The effects of intraperitoneal injections of 400 μg of anti–VEGF-C antibody (treated group) and intraperitoneal normal saline (untreated group) were studied in murine dry eyes induced by exposing mice to high-flow desiccated air in a controlled-environment chamber. Growth of lymphatic vessels and infiltration of macrophages were evaluated by immunohistochemistry using CD31 (panendothelial marker), lymphatic vessel endothelial receptor 1 (lymphatic endothelial marker), and CD11b (monocyte and macrophage marker). Real-time polymerase chain reaction was performed to quantify expression of different inflammatory cytokine transcripts in the conjunctiva and lymph nodes as well as vascular endothelial growth factors and their receptors (VEGF-A, VEGF-C, VEGF-D, VEGFR-2, and VEGFR-3) in the cornea.
Blocking VEGF-C led to significant reductions in lymphatic caliber (P = .02) and lymphatic area (P = .006) in the corneas of mice with dry eye disease. In addition to significantly decreasing CD11b+ cells (P = .005), anti–VEGF-C treatment significantly decreased transcript levels of VEGF-C (P = .002), VEGF-D (P = .01), and VEGFR-3 (P = .02) in the corneas of the treated group.
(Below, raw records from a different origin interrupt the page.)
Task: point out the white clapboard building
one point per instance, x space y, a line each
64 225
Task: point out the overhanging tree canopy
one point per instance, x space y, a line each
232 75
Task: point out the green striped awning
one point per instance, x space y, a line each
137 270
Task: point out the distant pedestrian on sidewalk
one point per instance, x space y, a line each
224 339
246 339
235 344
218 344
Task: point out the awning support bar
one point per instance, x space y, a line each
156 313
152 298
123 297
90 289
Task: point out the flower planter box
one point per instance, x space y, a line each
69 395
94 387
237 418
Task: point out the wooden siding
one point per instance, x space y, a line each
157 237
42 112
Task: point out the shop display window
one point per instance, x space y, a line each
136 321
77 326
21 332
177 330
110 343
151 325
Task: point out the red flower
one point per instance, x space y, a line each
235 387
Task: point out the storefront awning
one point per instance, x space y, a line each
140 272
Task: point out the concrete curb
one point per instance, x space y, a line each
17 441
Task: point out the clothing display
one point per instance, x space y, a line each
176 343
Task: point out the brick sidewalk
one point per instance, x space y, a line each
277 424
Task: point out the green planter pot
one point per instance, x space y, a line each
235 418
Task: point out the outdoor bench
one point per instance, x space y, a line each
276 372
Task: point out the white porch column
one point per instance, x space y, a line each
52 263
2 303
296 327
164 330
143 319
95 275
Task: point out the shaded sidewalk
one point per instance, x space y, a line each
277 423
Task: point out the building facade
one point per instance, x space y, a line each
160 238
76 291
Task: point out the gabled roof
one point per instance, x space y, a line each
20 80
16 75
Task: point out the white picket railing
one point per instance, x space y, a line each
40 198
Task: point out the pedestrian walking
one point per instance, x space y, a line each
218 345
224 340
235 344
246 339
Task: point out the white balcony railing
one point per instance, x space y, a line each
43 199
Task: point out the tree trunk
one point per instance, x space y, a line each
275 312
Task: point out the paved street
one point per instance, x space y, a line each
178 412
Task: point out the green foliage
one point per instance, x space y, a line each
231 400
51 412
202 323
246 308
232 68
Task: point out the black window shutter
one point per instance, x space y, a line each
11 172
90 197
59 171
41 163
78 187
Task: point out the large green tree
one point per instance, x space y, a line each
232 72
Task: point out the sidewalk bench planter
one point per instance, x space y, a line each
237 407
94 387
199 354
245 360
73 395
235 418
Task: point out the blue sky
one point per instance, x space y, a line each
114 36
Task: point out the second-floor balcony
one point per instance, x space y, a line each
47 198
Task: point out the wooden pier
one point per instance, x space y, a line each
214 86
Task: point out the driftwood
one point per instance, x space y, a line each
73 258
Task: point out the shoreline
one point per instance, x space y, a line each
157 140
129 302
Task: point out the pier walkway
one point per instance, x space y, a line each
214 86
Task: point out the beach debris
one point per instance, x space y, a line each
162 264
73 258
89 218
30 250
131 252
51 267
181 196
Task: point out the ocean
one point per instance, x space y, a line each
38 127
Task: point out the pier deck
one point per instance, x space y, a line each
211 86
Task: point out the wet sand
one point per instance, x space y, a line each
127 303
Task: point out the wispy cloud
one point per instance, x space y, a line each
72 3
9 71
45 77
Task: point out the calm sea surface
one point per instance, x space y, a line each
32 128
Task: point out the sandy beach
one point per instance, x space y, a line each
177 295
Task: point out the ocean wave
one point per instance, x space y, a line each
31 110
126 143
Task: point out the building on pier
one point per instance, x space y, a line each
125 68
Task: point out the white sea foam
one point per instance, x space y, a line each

A significant decrease in expression of inflammatory cytokines in the conjunctiva (interleukin 1α, P = .003; interleukin 1β, P = .02; interleukin 6, P = .005) and lymph nodes (interferon γ, P = .008; interleukin 17, P = .003) was also seen with anti–VEGF-C treatment.
Treatment with anti–VEGF-C led to significant improvement in dry eye disease, reflected by a decrease in inflammation at the clinical, molecular, and cellular levels.
Targeting prolymphangiogenic growth factors or their receptors could inhibit the trafficking of antigen-presenting cells to the draining lymph nodes and hence prove to be a potential therapeutic target for dry eye disease.